Question

Sketch the space curve represented by the intersection of the surfaces. Then represent the curve by a vector-valued function using the given parameter. $$\text { Surfaces } \quad \text { Parameter }$$ $$ z=x^{2}+y^{2}, \quad z=4 \quad x=2 \cos t $$

Short answer

The space curve, represented by a vector-valued function, which is an intersection of the given surfaces, is given by \(r(t) = <2cos(t), 2sin(t), 4>\)

Step-by-step solution

Understanding the surfaces

Start by acknowledging the two given surfaces: \(z=x^{2}+y^{2}\) and \(z=4\). The intersection between these two surfaces will help create a 3D curve, basically a circle in this case.

Finding the intersection

Replace \(z\) from the equation \(z=4\) into the equation \(z=x^{2}+y^{2}\), so you get \(4 = x^{2} + y^{2}\). This equation represents a circle in the xy-plane with radius \(r=2\). Because z-value is 4 for every point on the curve, this represents a circle of radius 2 in the plane z = 4.
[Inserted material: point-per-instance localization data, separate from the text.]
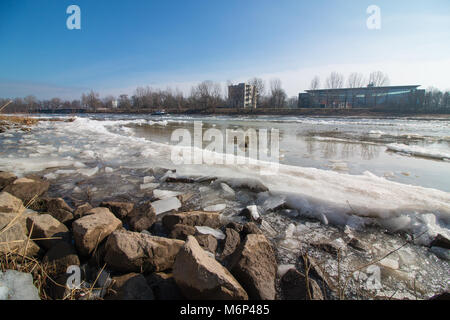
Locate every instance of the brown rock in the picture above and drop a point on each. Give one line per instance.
(82, 210)
(9, 203)
(128, 251)
(293, 286)
(91, 229)
(254, 266)
(232, 242)
(45, 226)
(441, 242)
(60, 210)
(13, 237)
(164, 286)
(6, 178)
(181, 232)
(132, 286)
(26, 189)
(207, 242)
(201, 277)
(142, 217)
(119, 209)
(61, 256)
(194, 218)
(250, 228)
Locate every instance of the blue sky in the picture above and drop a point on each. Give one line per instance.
(125, 44)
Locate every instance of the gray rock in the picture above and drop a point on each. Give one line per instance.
(201, 277)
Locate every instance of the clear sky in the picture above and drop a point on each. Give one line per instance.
(125, 44)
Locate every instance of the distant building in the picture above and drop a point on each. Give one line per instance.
(242, 96)
(366, 97)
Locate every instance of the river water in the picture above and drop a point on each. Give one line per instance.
(341, 175)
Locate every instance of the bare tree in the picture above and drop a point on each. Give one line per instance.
(378, 79)
(335, 81)
(356, 80)
(315, 83)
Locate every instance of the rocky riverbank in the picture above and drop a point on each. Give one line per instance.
(161, 245)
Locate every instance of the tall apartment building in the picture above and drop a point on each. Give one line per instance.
(243, 96)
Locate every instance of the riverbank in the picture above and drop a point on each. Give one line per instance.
(96, 172)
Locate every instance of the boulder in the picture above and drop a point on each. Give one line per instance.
(27, 189)
(255, 267)
(142, 217)
(201, 277)
(6, 178)
(91, 229)
(119, 209)
(251, 228)
(82, 210)
(181, 232)
(164, 286)
(60, 210)
(231, 243)
(45, 226)
(132, 286)
(15, 285)
(194, 218)
(440, 241)
(207, 242)
(294, 287)
(13, 238)
(128, 251)
(61, 256)
(9, 203)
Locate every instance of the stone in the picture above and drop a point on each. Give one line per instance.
(15, 285)
(255, 267)
(293, 286)
(90, 230)
(13, 236)
(142, 217)
(6, 178)
(82, 210)
(60, 210)
(207, 242)
(128, 251)
(252, 214)
(166, 205)
(45, 226)
(181, 232)
(232, 242)
(119, 209)
(27, 189)
(194, 218)
(61, 256)
(132, 286)
(201, 277)
(440, 241)
(251, 228)
(164, 286)
(10, 204)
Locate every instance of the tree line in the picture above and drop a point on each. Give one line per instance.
(209, 95)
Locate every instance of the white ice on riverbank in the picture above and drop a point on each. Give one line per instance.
(419, 151)
(337, 198)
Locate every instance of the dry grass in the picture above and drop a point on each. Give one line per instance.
(28, 121)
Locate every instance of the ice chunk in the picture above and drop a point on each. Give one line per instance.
(215, 208)
(214, 232)
(164, 194)
(162, 206)
(147, 186)
(16, 285)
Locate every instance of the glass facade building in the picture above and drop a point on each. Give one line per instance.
(367, 97)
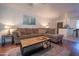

Implementing the parameter

From the equation \(x = 2\cos t\), we can express \(y\) in terms of \(t\). Since \(4 = x^{2} + y^{2}\), it can be simplified to \(y = \sqrt{4 - x^{2}}\). Replacing \(x = 2\cos t\) in y's equation yields \(y = \sqrt{4 - (2\cos t)^{2}} = 2\sin t\).

Formulating a vector-valued function

The vector-valued function \(r(t)\) representing the space curve can be obtained by combining the parameterized x, y and z values: \(r(t) = = <2cos(t), 2sin(t), 4>\)